From: http://drops.wooyun.org/tips/9214

This post is the extended version of the article A Research on general auto-unpacking methods for Android applications presented on the Wooyun summit.

0x00 Background & Significance

Comparing traditional PC applications, Android applications are easier to reverse, because when the reversing process is done, it will completely recover the Java code or the smali intermediate language of the application. Both have a wealth of high-level semantic information that is easy to understand and expose its program logic to less technical attackers. Therefore, consolidated protection service for Android applications is brought to life. At first, only Party A companies provided such service and nowadays almost every large Internet company has it. Meanwhile, more and more money-related Android apps, such as banking applications are consolidating themselves, which means the market is booming.

A typical consolidated protection service can provide following protections: anti – reverse, anti-tampering, anti – debugging, anti – theft and so on. Although it cannot avoid and protect from the security issues or flaws residing in the application itself, it can effectively protect its true logic and integrity. However, these features can be easily leveraged by malware. There is evidence showed that the rate of packed malware is increasing, as consolidating protection is getting popular. On the one hand, malware analysis first requires unpacking. On the other hand, if an application can be easily unpacked and analyzed, the dangers it will face would also rise.

0x01 Research Object

Normally a consolidated protection service can provide general consolidation solutions and customized solutions for EDX. Customized consolidation often requires closer integration of development, which may involve deeper levels of consolidation (such as code consolidation). General DEX consolidation only requires users to provide compiled Android APK. Currently, the former lacks samples and needs close cooperation with consolidated protection providers, while the latter is provides as a free service by most providers and is applied more widely because of that. This post will focus on the latter one that provides protection for executable EDX, which is EDX files protection and aims at research on general recovery methods for DEX files. Customized consolidation service or obfuscation protection for native code is not included here.

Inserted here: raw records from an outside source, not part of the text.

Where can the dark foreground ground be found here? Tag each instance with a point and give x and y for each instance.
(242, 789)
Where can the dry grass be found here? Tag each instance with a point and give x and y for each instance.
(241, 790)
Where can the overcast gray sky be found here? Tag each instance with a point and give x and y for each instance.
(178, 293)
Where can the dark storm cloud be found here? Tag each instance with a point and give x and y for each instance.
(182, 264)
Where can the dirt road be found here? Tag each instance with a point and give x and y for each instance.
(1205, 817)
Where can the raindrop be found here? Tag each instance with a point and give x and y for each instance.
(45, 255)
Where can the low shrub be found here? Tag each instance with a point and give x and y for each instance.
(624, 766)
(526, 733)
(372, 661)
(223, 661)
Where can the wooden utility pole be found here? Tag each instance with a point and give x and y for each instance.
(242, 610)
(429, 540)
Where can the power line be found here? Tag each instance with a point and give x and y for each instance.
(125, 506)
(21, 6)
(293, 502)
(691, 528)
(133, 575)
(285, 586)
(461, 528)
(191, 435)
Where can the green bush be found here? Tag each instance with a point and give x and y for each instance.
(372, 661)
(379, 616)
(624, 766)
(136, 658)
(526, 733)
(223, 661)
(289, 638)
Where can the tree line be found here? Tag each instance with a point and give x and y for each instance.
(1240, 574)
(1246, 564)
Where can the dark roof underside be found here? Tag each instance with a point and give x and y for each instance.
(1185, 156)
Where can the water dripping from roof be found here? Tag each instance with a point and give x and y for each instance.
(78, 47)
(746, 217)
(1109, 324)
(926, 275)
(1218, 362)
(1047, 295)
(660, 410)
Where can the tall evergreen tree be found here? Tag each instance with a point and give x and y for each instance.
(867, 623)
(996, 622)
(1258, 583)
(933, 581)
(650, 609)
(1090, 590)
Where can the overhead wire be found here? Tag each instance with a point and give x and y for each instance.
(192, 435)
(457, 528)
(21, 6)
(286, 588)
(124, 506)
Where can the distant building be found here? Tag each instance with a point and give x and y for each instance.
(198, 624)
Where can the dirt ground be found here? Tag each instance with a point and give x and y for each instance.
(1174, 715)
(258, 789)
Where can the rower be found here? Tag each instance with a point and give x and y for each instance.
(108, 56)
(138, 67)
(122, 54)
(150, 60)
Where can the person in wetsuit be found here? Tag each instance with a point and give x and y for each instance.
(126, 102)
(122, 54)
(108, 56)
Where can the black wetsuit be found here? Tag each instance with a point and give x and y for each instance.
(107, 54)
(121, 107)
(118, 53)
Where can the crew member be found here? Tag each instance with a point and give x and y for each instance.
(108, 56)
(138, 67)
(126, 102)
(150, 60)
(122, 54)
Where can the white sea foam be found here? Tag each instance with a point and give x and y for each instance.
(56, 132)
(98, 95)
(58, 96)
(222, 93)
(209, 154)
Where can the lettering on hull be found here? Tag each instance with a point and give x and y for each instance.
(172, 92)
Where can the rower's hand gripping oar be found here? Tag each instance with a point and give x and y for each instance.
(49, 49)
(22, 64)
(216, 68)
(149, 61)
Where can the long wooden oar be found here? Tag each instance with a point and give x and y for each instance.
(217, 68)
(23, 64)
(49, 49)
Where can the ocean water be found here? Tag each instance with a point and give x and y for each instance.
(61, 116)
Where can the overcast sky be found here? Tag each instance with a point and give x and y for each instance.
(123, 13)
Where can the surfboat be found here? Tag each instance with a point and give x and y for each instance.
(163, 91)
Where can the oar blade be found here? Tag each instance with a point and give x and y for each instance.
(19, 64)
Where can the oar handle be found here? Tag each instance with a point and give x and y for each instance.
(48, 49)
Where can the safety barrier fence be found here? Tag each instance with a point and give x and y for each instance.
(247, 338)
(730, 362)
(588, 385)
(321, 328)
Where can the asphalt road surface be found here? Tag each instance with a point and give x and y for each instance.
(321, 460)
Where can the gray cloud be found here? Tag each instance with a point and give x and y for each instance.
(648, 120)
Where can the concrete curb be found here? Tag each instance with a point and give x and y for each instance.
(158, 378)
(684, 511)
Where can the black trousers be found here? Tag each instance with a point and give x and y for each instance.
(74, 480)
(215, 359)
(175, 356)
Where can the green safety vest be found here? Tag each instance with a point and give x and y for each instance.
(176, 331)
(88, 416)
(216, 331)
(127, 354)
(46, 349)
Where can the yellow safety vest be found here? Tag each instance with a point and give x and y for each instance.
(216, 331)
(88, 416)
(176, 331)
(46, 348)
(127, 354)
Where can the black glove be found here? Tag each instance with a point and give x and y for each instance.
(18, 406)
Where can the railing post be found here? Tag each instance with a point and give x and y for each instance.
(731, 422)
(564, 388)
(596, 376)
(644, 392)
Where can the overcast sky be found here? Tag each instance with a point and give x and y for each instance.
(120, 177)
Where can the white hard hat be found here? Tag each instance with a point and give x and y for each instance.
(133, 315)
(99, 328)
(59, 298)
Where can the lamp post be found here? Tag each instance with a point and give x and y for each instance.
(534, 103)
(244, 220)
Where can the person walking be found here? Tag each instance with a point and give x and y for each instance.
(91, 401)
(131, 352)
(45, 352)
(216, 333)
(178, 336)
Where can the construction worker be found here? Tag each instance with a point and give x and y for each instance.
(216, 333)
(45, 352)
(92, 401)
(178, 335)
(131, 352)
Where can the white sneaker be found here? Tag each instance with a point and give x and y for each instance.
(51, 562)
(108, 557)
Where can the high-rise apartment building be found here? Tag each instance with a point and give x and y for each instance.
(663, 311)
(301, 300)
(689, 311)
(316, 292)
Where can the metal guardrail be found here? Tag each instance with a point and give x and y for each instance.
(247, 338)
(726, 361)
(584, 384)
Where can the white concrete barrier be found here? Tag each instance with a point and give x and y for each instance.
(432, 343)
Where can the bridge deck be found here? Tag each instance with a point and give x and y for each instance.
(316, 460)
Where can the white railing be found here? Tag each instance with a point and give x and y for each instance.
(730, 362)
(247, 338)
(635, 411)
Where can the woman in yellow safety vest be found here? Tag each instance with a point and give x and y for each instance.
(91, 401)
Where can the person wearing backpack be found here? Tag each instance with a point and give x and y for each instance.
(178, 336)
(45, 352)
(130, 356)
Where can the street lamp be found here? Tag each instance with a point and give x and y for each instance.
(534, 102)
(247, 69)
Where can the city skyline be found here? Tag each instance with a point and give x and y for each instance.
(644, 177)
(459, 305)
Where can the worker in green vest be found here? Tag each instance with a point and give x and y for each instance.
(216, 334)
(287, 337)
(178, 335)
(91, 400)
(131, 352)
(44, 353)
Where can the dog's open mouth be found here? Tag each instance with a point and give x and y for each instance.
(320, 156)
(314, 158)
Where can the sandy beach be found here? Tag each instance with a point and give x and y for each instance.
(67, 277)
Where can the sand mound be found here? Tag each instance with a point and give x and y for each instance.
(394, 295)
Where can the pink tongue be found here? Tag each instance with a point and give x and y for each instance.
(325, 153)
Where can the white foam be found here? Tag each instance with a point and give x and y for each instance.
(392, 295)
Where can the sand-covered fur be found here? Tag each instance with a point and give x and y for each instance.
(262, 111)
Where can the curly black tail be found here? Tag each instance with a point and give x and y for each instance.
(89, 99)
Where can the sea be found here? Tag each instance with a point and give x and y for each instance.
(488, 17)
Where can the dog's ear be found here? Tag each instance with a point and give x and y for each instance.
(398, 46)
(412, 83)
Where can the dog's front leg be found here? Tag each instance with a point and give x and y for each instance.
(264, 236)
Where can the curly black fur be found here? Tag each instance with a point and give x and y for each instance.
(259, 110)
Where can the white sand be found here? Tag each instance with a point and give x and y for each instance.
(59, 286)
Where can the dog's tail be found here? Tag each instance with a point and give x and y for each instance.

0x02 the characteristics of consolidation service

We’ll detail the common characteristic of consolidation service by using a static reversing consolidation method as an example. A consolidation provider adopted this case several months ago. Because consolidation services frequently change its decryption algorithm and scheme, the implementation details are not applied to current products or other consolidation services. But the overall consolidation concept and protection methods are almost the same.

Usually when we use static analysis tools to analyzed a consolidated App, AndroidManifest.xml will save all original information including defined components, permissions and add an entry point, which is often an application, based on that.

However, the code of DEX will be like this.

%E6%9B%BF%E6%8D%A2%E5%9B%BE%E7%89%87.jpg

DEX code only contains a few classes and codes, which mainly does some detection work or preparation. Then it dynamically loads the original DEX file by loading a native library. On account of the use of dynamic loading mechanism, the consolidated DEX file will not have the real code from the original DEX file (There are some consolidations that don’t dynamically load complete DEX).

Next, you can use IDA to get the entry point and load the running native code. Often the so library is obfuscated and packed. The method involves breaking down the ELF header information so that IDA parse will fail, as shown in the figure below:

2015092406160113939pic215.png

2015092406160298967pic313.png

As you can see in readelf, apparently several fields in the ELF header are problematic.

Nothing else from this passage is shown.